Re: taking our health care back......
- From: The BorgMan <me@xxxxxx>
- Date: 31 Jul 2009 19:58:51 GMT
"tom_sawyer70@xxxxxxxxx" <tom_sawyer70@xxxxxxxxx> wrote in
news:a5865d10-51bf-4020-b131-82d0babe2116@xxxxxxxxxxxxxxxxxxxxxxxxxxxx:
On Jul 31, 1:41 pm, The BorgMan <m...@xxxxxx> wrote:
Oh well.
Stupid consumers who don't do their homework deserve what they get as
long as no fraud was committed.
But there was a guilty verdict because a crime was commited.
...and they were punished for the crime, as it should be.
You have lots of choices that don't involve major PC
manufacturers.
Most people buy from the major PC manufacturers (that's how they
got to be "major:).
Sure - so what? If people want something different, they can get it.
Microsoft has no duty to insure that the choice that best suits your
needs is easily available to you.
Again, you seem to have no problem with such a thing as ethics.

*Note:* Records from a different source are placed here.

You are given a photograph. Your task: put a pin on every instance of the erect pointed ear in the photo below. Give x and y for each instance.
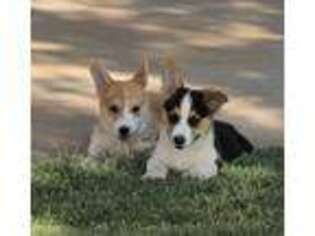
(101, 76)
(141, 75)
(214, 99)
(173, 77)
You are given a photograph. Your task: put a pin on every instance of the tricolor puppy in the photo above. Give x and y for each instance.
(187, 139)
(127, 115)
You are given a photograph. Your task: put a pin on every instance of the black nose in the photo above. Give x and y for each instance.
(124, 131)
(179, 140)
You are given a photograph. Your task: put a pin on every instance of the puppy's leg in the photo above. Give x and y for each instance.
(155, 169)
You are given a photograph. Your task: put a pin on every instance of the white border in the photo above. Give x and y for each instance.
(15, 118)
(300, 118)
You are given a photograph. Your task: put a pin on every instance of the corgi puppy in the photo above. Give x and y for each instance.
(187, 139)
(127, 112)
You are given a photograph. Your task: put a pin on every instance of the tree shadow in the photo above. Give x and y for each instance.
(236, 45)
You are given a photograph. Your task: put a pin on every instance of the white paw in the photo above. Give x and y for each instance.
(148, 176)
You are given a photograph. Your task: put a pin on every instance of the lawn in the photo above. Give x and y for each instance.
(68, 198)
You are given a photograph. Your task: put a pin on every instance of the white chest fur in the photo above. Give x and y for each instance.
(197, 160)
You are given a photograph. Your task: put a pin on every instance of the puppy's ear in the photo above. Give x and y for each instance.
(101, 76)
(173, 77)
(141, 75)
(214, 99)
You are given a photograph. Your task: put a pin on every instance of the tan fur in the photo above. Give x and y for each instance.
(125, 91)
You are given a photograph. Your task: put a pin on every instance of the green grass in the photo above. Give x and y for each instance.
(246, 198)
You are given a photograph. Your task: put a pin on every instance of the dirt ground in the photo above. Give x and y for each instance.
(234, 44)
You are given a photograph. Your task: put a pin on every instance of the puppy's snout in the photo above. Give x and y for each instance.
(124, 132)
(179, 141)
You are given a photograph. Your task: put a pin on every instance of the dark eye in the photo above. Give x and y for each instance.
(135, 109)
(114, 108)
(193, 120)
(173, 118)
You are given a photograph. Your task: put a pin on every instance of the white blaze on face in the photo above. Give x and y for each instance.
(128, 119)
(182, 128)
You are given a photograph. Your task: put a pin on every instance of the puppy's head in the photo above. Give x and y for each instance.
(122, 103)
(189, 113)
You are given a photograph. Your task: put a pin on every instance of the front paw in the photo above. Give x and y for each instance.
(149, 176)
(198, 175)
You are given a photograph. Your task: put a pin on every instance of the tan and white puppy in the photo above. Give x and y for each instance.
(127, 112)
(186, 141)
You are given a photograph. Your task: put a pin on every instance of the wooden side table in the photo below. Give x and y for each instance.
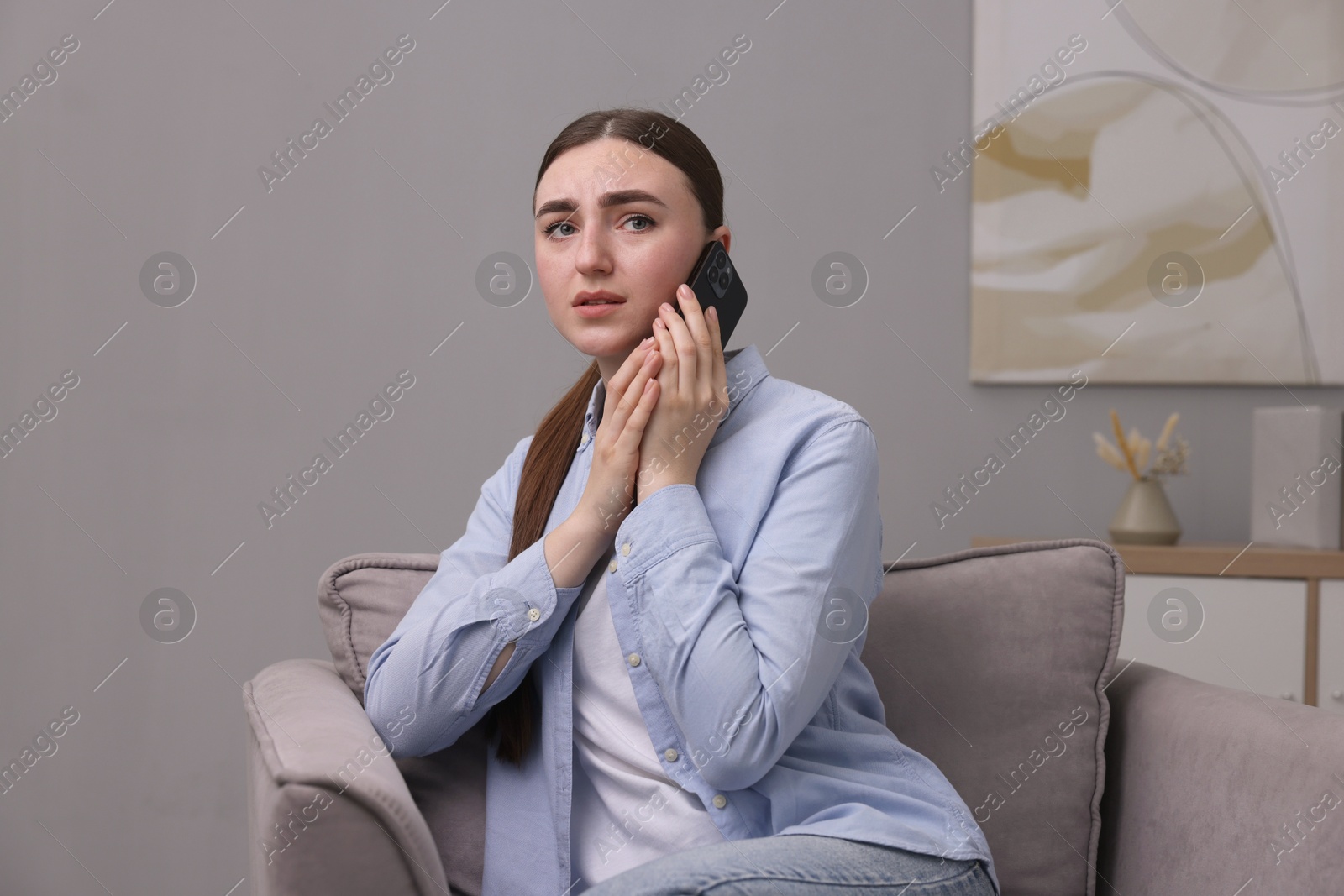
(1241, 562)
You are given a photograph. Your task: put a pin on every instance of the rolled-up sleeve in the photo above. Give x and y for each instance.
(745, 661)
(441, 652)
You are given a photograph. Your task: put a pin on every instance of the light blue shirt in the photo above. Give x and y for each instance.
(741, 606)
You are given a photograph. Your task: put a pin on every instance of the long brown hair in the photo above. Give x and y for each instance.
(558, 437)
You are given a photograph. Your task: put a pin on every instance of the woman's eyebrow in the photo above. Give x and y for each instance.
(615, 197)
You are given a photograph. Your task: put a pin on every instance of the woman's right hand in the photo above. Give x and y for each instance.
(631, 396)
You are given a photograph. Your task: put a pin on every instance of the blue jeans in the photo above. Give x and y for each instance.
(800, 866)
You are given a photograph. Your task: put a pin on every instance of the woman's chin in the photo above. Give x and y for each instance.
(605, 343)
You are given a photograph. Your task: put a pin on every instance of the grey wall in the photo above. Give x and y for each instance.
(356, 266)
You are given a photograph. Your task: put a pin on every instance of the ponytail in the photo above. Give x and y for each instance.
(549, 458)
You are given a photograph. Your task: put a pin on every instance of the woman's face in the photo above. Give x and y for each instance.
(627, 226)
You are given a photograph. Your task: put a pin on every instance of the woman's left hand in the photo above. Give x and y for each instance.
(692, 396)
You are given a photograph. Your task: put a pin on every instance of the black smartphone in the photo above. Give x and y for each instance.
(716, 282)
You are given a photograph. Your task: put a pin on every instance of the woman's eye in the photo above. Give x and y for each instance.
(644, 217)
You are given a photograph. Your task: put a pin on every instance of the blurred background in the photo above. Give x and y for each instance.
(194, 390)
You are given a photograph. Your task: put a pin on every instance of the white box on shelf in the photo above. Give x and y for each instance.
(1296, 476)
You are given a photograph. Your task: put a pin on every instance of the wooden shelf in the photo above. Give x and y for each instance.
(1215, 558)
(1234, 560)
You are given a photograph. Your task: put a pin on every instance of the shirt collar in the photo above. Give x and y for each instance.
(743, 369)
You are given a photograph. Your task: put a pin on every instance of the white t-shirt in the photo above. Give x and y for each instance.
(624, 810)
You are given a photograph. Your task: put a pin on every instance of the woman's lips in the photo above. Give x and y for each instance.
(597, 311)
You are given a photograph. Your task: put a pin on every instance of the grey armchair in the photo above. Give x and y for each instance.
(1088, 774)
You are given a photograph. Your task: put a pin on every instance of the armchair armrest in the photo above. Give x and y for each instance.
(1211, 788)
(328, 809)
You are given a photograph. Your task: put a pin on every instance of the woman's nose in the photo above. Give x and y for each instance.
(595, 253)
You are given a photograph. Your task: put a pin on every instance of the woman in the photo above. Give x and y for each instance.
(678, 559)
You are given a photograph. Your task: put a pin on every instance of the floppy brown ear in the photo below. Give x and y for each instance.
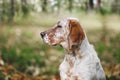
(76, 34)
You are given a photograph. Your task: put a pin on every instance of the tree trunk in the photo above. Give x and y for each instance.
(24, 7)
(91, 4)
(44, 5)
(70, 5)
(12, 10)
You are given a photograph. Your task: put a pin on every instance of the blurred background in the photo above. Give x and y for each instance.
(23, 55)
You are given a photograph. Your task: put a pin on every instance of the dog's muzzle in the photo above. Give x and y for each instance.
(42, 34)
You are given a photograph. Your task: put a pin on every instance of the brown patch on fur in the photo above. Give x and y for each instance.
(75, 78)
(76, 33)
(69, 73)
(70, 62)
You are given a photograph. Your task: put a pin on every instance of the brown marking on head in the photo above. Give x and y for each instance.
(75, 77)
(76, 34)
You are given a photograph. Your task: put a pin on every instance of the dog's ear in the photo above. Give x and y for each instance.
(76, 34)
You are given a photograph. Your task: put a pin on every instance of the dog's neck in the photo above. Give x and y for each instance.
(79, 49)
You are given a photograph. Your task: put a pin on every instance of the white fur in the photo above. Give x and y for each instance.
(85, 65)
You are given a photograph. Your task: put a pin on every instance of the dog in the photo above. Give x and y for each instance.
(81, 61)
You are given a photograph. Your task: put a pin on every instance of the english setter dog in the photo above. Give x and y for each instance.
(81, 61)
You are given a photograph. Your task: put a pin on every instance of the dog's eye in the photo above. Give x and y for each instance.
(59, 26)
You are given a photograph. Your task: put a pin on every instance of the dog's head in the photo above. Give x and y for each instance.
(67, 33)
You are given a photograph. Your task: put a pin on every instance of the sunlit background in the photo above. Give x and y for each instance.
(24, 56)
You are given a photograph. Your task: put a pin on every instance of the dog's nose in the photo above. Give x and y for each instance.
(42, 34)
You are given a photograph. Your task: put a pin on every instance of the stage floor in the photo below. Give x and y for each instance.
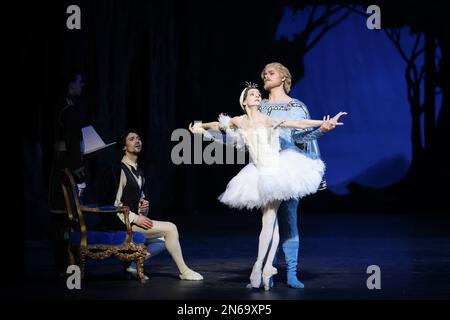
(413, 254)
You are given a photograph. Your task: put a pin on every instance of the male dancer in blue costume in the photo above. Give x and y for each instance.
(277, 81)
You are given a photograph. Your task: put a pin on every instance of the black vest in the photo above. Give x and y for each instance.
(131, 194)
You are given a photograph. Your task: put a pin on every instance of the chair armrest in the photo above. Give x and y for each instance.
(104, 209)
(125, 210)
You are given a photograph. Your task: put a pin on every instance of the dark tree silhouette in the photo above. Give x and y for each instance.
(318, 24)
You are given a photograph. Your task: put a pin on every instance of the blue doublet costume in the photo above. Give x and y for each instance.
(303, 141)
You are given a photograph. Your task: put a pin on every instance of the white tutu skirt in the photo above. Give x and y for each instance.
(293, 176)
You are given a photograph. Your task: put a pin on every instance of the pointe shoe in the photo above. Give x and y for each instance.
(133, 271)
(191, 275)
(267, 275)
(255, 276)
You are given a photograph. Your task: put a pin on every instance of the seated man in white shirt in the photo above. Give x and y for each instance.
(125, 187)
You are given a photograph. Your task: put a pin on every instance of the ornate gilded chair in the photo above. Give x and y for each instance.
(126, 245)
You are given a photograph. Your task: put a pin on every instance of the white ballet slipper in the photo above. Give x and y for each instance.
(191, 275)
(255, 276)
(267, 274)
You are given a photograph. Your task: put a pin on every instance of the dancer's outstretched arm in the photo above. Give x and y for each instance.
(306, 123)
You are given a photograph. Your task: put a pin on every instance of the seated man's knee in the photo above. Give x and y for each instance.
(172, 228)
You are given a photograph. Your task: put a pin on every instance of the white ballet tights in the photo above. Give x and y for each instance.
(269, 236)
(169, 231)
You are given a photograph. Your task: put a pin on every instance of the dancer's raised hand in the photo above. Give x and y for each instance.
(196, 128)
(335, 119)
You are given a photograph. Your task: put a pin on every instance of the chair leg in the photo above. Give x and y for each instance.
(82, 264)
(140, 269)
(71, 256)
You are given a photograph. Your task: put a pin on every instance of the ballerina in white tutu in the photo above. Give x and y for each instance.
(271, 176)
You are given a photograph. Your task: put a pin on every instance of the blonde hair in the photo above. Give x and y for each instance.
(285, 73)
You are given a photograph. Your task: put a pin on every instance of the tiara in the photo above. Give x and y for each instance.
(251, 85)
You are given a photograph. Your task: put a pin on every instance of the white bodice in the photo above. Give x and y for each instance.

I think business ethics (outside following the law) are like "enlightened
self interest" - a pleasant fiction.
I expect adherence to the law, no more, no less.
No, but why would the largest retailers be selling a product that
you argue isn't viable for early adoptors in business and give
supporting reasons to the question of why most people downgrade?
Money.
It is to their financial benefit to do so.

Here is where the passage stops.